Justice Minister Simon Power has told Parliament it is clear the liberalisation of liquor laws in the 1980s and 90s has not worked.
Mr Power was the first speaker during debate on the Alcohol Reform Bill, which passed its first reading in Parliament on Thursday afternoon 114 to 3.
The bill will introduce tighter liquor licensing rules, and a split-age for the purchase of alcohol.
Mr Power says the days of buying beer at the corner diary are coming to an end.
The bill will now be sent to a select committee for public submissions, after a comprehensive review of alcohol laws by the Law Commission.

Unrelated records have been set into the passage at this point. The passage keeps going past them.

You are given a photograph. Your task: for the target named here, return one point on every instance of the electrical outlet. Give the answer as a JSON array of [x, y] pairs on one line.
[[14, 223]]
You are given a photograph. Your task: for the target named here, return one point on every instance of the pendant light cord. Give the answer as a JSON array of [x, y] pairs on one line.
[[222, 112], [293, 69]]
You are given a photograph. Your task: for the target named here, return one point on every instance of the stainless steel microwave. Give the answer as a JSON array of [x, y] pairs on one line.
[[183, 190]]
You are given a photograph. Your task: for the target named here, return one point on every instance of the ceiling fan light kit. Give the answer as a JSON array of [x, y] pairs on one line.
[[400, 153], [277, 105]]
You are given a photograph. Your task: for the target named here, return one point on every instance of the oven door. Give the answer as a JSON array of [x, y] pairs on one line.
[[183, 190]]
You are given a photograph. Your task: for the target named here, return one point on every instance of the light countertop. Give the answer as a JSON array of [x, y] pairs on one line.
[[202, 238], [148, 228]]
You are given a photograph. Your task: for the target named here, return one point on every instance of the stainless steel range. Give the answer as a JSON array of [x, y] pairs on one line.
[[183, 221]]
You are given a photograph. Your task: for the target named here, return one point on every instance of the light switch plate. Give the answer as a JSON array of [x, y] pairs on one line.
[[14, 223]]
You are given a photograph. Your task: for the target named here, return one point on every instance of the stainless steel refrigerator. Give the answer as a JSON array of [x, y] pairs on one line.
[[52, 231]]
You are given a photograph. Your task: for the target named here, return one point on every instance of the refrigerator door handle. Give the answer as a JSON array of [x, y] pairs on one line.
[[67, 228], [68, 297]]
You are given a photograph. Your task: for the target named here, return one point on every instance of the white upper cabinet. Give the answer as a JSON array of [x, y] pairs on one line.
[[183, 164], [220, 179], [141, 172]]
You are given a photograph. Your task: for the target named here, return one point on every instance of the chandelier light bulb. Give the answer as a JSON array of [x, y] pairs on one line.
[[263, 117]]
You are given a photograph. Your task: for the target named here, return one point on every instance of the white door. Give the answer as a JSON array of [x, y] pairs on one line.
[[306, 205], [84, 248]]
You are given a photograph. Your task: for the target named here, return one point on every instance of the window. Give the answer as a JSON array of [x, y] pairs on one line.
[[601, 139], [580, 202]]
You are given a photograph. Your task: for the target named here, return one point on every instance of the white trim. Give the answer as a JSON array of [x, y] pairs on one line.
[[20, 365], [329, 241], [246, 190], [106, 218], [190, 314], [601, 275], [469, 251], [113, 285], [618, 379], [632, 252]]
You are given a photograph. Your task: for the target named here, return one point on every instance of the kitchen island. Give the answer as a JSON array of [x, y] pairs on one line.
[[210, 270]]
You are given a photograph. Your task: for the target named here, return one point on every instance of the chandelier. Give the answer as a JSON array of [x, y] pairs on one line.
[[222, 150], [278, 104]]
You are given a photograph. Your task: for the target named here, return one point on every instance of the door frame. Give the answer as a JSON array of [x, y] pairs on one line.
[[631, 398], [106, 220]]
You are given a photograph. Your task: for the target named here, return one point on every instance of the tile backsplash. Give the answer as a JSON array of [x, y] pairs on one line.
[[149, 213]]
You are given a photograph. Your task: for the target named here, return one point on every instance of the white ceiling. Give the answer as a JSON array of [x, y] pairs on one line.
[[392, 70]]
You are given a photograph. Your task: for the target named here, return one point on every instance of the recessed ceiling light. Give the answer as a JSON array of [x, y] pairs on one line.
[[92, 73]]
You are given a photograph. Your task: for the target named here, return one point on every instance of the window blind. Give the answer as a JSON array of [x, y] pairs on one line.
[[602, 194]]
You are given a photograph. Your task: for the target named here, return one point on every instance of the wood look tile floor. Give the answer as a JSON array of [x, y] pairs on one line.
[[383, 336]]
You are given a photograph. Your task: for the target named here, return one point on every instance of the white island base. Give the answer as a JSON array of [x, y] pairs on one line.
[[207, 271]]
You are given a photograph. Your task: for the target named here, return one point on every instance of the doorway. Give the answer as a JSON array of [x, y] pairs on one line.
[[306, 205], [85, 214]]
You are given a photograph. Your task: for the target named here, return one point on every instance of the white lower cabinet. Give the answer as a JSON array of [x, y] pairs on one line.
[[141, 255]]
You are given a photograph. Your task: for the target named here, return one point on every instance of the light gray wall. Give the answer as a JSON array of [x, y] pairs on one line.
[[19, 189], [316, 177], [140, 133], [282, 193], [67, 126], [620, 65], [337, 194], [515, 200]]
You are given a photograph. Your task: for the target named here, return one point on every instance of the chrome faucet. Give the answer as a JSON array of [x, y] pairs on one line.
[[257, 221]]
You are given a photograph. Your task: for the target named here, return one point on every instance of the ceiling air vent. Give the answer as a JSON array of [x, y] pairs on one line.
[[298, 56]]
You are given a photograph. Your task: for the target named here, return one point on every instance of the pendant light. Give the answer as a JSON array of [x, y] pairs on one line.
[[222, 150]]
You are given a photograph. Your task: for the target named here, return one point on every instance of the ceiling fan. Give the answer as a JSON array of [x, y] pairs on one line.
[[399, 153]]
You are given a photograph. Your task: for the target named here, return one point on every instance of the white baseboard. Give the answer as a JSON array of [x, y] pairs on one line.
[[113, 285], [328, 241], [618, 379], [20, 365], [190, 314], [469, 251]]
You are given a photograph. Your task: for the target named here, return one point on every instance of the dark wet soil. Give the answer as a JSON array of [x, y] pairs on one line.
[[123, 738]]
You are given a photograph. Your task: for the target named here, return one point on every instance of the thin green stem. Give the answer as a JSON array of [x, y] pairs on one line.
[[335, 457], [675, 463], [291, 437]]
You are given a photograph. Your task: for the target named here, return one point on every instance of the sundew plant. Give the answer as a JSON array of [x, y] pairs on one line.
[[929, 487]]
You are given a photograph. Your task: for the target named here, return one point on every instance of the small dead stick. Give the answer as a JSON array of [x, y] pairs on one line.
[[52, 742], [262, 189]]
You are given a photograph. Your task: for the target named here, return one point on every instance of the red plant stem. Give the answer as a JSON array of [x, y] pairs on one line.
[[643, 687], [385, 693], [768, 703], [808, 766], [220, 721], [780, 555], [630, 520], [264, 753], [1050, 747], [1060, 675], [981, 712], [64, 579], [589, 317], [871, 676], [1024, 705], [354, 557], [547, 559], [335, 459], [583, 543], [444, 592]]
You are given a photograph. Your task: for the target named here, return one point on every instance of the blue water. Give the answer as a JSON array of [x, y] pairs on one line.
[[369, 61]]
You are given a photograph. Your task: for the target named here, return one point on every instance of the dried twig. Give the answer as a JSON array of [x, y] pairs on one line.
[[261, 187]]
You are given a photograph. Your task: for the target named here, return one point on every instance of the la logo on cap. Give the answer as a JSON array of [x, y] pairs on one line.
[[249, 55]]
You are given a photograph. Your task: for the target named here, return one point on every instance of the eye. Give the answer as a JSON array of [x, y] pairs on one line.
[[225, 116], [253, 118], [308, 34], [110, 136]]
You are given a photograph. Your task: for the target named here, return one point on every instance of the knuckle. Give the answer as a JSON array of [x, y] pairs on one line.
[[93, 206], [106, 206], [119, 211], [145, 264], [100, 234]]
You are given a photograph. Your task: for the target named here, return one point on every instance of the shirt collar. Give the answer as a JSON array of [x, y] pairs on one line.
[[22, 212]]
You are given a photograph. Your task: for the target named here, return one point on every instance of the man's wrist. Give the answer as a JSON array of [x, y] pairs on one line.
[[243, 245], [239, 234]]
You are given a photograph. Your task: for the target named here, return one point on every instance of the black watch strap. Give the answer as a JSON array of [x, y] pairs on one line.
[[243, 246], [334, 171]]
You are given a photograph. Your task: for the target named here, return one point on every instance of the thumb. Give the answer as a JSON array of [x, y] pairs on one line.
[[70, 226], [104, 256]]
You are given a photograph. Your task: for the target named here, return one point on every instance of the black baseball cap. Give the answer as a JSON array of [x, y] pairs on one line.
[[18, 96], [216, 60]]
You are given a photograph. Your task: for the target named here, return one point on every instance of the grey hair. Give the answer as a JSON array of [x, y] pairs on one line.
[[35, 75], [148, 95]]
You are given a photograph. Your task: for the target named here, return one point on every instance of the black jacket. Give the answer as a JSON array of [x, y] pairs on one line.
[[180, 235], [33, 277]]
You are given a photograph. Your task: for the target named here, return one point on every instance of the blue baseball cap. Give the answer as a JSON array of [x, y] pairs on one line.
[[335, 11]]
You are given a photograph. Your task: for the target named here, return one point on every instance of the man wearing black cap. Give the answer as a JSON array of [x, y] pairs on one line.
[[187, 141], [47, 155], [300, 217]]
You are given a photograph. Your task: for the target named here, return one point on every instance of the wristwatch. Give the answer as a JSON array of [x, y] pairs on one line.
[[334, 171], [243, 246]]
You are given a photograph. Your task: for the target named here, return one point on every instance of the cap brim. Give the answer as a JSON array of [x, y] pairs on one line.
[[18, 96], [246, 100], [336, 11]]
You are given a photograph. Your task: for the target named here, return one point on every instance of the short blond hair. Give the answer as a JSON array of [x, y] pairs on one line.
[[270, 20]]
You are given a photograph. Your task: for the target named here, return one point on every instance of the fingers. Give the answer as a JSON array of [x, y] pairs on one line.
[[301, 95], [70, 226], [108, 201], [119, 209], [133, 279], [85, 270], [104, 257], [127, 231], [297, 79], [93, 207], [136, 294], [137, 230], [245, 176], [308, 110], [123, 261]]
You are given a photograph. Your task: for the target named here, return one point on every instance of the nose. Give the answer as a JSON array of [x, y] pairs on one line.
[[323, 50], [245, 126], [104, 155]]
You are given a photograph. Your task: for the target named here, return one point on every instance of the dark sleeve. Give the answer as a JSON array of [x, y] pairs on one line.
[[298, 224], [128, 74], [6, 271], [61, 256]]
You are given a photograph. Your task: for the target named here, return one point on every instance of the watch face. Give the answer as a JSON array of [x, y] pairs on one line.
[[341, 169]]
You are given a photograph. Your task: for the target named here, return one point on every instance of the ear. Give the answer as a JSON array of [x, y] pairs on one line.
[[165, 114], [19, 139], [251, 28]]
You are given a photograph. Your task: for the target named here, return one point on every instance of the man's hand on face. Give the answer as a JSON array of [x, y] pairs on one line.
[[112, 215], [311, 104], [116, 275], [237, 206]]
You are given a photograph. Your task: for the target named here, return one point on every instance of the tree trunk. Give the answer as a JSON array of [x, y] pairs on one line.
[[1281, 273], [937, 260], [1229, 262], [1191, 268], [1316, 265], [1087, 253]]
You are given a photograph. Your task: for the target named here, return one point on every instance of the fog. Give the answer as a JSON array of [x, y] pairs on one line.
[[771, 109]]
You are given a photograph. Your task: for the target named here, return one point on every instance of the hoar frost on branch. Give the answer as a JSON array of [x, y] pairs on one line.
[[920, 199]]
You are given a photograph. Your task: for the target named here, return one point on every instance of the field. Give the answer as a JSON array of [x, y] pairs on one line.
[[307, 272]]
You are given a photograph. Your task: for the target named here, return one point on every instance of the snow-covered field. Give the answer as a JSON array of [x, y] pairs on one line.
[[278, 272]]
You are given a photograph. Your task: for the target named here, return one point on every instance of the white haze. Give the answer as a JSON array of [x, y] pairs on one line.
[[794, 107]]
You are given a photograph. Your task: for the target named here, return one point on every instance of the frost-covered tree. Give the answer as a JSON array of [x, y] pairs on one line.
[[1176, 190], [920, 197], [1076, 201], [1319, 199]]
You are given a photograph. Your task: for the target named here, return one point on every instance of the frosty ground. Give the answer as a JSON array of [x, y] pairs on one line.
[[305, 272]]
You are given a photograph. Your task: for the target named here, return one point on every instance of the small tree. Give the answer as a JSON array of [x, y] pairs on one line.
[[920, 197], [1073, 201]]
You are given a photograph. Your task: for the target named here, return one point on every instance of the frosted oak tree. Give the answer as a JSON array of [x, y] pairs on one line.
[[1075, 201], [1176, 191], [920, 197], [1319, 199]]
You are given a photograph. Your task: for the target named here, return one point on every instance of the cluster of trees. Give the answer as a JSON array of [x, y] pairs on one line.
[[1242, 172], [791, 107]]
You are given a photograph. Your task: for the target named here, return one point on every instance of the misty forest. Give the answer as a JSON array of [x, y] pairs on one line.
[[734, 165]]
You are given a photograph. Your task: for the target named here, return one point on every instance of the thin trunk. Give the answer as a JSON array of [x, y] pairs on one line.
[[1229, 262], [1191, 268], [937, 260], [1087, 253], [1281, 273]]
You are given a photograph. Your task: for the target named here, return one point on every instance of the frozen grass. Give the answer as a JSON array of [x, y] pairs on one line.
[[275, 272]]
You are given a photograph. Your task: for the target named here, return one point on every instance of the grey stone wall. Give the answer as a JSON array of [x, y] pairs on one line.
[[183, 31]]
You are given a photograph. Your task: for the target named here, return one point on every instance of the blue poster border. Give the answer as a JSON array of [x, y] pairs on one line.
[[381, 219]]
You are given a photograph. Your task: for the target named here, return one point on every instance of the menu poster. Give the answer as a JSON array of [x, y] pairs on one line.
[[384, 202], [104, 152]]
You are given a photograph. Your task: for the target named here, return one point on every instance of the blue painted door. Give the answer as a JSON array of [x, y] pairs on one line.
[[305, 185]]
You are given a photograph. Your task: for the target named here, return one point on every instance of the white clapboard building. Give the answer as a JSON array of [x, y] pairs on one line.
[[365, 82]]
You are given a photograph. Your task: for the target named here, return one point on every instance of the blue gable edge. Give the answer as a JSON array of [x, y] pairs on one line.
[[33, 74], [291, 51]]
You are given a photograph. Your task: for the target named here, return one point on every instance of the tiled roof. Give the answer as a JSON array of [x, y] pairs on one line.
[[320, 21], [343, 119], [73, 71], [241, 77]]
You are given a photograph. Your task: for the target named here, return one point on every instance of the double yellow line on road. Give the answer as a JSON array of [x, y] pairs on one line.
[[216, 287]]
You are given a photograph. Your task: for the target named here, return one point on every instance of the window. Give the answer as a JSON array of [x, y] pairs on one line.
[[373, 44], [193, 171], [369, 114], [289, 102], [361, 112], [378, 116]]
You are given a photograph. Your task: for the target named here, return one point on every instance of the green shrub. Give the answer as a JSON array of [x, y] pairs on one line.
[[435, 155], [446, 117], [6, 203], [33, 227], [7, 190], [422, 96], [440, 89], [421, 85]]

Under the bill, 18-year-olds would still be able to purchase alcohol at bars and restaurants but would have to wait until they were 20 to buy at supermarkets and other retailers.
MPs will be given a conscience vote on the drinking age, but that would not happen until after the legislation returns to Parliament following public submissions.
The bill also creates tougher rules for parents providing alcohol to young people in their homes and allows for limits to be placed on the alcohol content of ready-mixed drinks.
The Government admits the legislation alone will not turn around the binge-drinking culture, but it says it can help moderate it through controls on availability and a focus on young people.
But Labour MP Lianne Dalziel told Parliament the Government was squandering a once-in-a-lifetime opportunity to tackle in a serious way the harm caused by alcohol in a serious.
Ms Dalziel says the bill does not go far enough.